Einen Schwerpunkt auf die Auseinandersetzung mit der deutschen Vergangenheit hat der Regisseur der „Weißen Rose“ und jüngst des Dokumentarfilms „Menschliches Versagen“ über die Arisierung jüdischen Eigentums in der NS-Zeit in seinem Lebenswerk aber schon gelegt, oder? „Ich habe mich sicher früher mit diesen Themen befasst als die meisten aus meiner Generation“, sagt Michael Verhoeven. „Wobei“, erklärt er, „ich begünstigt war durch meine Familie, weil bei uns über die Zeit des Nationalsozialismus viel gesprochen wurde.
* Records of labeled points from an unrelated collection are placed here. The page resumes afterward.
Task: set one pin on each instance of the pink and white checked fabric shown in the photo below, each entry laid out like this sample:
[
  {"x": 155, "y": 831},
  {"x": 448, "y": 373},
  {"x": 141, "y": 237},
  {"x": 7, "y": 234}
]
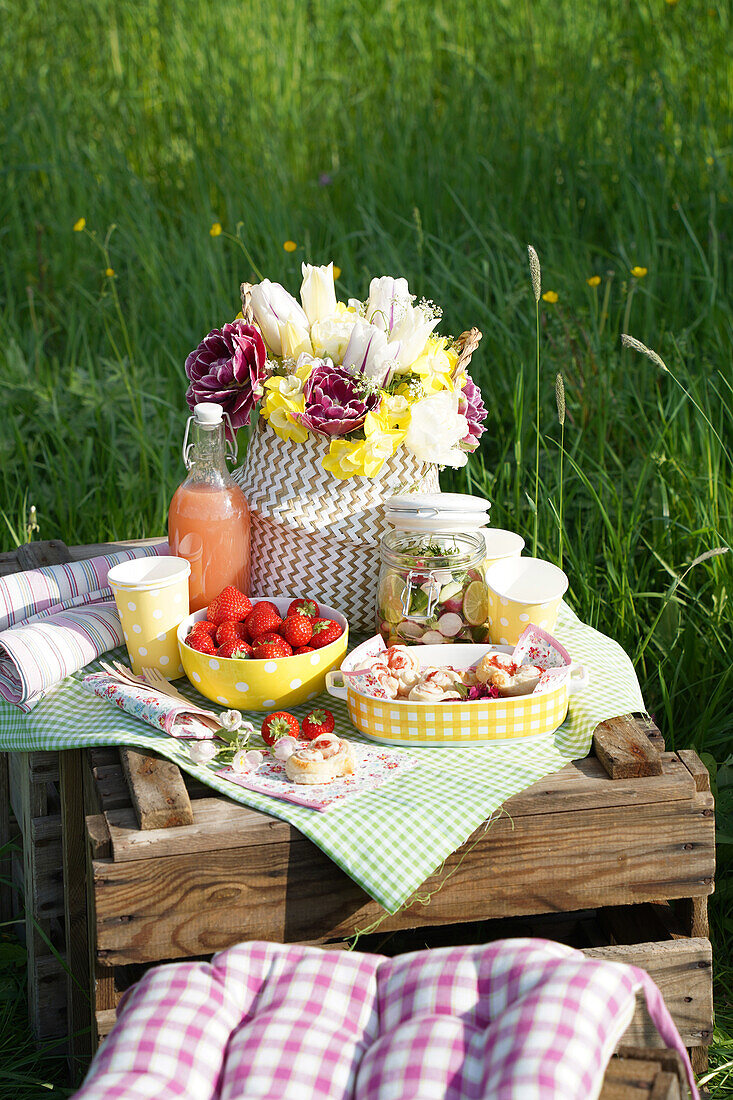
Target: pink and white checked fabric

Meine Eltern haben oft erzählt, dass es in der Nazizeit in den Theatern offener zugegangen ist als in anderen Betrieben.“ Seine Familie – das war die Theaterdynastie Verhoeven, der Schauspieler und Regisseur Paul Verhoeven und die Schauspielerin Doris Kiesow sowie die Schwestern Monika und Lis. Das jüdische Schicksal habe bei ihnen auch deshalb immer eine Rolle gespielt, weil sein Vater nach dem Krieg viele jüdische Schauspieler, die aus den Lagern kamen, engagieren konnte und ihnen nahestand. „Die waren oft bei uns, und, ich weiß gar nicht, ob das pädagogisch so sinnvoll war, es gab kein Blatt vor dem Mund, wenn wir Kinder dabei waren“, erzählt er.